[lbo-talk] London congestion charge

Andy F andy274 at gmail.com
Thu Apr 10 13:18:52 PDT 2008


On Thu, Apr 10, 2008 at 2:38 PM, Jordan Hayes <jmhayes at j-o-r-d-a-n.com> wrote:
> > So if you think that reversing these policies is
> > possible by incentives alone, without imposing any
> > cost on the population - I think you are dreaming.
>
> I didn't say "at no cost" -- in fact, half this conversation is about
> cost!
>
> I gave you a (working) example yesterday: the growth of BART; but I'll
> expand that to commuter rail in general. Providing the right incentives
> gets people out of their cars ... it's not great, but it's got promise.
> All it needs is more.

What you said was this:

----------- Well, we have a little experimental data for this: the 1989 Loma Priata earthquake closed the Bay Bridge for 6 weeks. At the time, about 250,000 vehicles per day used the bridge, and BART carried about 218,000 passengers.
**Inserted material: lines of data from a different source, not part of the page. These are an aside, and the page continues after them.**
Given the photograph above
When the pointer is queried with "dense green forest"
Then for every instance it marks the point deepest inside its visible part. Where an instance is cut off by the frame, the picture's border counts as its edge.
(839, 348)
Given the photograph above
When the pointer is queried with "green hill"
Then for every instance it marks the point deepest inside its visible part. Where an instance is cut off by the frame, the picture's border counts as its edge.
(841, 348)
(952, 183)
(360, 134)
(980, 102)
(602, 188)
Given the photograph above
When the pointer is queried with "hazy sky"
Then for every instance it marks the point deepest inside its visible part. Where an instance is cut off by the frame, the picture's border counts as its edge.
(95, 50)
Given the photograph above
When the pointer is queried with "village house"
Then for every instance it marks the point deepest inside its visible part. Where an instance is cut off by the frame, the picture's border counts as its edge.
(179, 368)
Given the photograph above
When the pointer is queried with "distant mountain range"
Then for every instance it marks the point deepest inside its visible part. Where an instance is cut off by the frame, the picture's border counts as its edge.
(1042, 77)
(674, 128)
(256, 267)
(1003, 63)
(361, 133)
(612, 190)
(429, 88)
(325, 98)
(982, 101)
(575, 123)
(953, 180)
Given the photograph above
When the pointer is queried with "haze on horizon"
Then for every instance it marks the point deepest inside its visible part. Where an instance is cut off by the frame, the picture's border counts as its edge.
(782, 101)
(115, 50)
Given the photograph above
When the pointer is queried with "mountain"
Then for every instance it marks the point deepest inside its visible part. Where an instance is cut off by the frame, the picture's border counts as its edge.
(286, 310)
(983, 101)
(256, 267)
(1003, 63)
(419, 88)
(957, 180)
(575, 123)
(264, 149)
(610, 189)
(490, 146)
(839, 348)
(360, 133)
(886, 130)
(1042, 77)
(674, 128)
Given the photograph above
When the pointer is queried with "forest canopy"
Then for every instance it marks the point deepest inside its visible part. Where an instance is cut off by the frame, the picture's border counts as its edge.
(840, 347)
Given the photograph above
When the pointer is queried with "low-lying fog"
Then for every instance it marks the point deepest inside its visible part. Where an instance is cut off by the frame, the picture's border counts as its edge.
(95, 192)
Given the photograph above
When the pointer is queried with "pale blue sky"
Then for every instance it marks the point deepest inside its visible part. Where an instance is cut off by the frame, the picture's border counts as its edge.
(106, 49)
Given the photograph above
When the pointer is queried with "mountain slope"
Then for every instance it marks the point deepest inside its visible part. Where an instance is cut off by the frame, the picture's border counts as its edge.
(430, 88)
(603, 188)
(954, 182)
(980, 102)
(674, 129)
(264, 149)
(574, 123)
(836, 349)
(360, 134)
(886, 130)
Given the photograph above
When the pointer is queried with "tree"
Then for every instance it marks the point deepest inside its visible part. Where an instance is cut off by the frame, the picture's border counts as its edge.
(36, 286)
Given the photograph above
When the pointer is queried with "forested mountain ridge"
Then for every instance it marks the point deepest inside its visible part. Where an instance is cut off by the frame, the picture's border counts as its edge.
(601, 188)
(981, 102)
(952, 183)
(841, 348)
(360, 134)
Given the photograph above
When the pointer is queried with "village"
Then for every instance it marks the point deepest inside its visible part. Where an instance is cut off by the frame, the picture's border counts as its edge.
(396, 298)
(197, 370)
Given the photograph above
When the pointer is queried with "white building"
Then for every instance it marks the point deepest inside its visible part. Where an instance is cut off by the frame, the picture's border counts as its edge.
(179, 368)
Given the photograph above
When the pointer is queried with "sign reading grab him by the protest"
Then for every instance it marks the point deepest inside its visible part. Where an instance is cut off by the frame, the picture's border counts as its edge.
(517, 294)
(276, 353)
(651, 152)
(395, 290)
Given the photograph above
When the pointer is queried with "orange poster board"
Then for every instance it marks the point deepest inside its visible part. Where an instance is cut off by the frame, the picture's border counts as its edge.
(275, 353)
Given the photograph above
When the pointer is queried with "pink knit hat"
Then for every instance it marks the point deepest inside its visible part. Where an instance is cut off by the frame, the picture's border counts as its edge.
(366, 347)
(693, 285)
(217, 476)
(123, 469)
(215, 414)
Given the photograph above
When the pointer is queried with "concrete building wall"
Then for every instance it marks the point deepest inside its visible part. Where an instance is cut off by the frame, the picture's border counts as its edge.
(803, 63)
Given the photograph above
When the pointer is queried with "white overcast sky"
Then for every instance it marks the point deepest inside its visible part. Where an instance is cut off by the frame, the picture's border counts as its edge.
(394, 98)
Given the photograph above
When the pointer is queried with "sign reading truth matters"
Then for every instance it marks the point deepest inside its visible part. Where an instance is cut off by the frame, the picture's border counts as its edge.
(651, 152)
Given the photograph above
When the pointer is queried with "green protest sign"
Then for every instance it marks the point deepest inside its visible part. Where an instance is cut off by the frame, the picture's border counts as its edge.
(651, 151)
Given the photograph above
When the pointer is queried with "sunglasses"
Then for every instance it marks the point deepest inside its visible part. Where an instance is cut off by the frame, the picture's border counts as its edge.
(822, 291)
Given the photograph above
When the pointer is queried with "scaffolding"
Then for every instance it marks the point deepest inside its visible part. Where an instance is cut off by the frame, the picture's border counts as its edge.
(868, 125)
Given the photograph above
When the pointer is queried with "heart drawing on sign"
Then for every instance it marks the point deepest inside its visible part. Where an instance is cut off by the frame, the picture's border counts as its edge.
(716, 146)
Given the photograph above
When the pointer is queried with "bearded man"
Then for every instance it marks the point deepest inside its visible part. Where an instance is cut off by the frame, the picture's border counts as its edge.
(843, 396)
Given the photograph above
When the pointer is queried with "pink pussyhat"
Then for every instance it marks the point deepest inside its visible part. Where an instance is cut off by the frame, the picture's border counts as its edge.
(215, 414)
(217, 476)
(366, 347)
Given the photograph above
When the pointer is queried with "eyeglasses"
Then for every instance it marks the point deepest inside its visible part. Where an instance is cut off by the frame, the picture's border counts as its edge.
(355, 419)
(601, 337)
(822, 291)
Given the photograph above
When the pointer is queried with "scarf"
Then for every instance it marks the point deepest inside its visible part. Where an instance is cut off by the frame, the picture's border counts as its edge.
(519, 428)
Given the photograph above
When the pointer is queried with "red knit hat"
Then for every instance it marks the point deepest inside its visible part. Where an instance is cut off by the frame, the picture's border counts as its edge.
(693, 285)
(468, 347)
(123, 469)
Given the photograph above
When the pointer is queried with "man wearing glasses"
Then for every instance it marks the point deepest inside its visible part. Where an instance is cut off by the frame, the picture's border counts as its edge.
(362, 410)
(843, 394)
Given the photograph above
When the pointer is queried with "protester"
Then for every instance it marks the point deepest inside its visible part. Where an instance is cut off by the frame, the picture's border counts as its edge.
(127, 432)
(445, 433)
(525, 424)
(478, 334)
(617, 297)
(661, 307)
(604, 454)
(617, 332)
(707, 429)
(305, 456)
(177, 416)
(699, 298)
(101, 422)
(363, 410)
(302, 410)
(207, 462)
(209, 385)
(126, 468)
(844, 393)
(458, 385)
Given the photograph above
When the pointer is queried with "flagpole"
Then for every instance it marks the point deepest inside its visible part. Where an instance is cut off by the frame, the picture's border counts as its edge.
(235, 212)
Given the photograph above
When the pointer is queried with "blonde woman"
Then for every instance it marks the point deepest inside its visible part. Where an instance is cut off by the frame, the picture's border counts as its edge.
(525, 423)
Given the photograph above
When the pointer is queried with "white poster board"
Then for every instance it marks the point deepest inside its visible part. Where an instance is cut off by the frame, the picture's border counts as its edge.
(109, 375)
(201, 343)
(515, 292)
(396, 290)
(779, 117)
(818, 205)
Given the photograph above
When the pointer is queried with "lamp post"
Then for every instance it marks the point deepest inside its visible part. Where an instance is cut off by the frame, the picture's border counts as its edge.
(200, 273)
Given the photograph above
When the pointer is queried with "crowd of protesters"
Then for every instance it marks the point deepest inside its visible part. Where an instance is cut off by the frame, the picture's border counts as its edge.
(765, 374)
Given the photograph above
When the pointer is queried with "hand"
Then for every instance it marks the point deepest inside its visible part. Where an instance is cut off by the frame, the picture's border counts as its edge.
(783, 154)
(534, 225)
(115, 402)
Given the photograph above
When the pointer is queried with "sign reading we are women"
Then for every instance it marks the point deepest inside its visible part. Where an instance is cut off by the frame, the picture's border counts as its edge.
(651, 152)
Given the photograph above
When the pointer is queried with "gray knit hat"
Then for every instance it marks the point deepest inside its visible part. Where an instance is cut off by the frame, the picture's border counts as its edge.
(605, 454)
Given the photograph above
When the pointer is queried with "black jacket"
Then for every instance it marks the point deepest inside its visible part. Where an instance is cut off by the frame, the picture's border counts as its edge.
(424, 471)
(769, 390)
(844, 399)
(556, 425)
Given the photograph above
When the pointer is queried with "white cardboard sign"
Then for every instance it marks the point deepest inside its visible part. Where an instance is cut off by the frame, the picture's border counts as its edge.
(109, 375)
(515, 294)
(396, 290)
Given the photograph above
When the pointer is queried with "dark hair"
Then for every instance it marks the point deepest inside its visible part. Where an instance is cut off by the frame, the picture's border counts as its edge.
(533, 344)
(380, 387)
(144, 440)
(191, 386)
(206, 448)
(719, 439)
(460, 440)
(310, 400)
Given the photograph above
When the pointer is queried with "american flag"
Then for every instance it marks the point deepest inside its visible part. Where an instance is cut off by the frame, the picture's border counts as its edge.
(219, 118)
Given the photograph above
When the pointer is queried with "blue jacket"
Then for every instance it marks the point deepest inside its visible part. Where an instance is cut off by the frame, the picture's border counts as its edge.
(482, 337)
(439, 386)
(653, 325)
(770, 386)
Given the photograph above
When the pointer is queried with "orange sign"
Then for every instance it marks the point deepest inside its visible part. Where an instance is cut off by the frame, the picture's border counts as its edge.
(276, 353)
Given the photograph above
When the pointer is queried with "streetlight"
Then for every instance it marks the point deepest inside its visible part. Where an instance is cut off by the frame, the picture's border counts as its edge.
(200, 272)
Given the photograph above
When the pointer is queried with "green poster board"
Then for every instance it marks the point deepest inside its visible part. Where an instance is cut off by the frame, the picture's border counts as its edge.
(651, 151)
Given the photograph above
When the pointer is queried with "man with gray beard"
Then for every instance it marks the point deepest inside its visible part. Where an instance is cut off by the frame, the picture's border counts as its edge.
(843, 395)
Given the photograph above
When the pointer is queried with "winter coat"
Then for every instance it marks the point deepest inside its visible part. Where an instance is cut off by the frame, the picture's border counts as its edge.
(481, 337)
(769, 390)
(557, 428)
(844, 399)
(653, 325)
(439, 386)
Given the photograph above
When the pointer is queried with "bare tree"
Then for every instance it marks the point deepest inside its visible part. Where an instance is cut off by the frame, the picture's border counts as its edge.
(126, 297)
Within a week, average ridership was 308,000 per day; current ridership is 340k/day ("official" capacity is about 350k, though the all-time record was 381k ... which means if we have another one, we're well and fucked). -----------

The incentive in that case was making driving completely nonviable, not improving BART. I'll grant that banning cars altogether would do the trick, but I suspect that's not what you meant.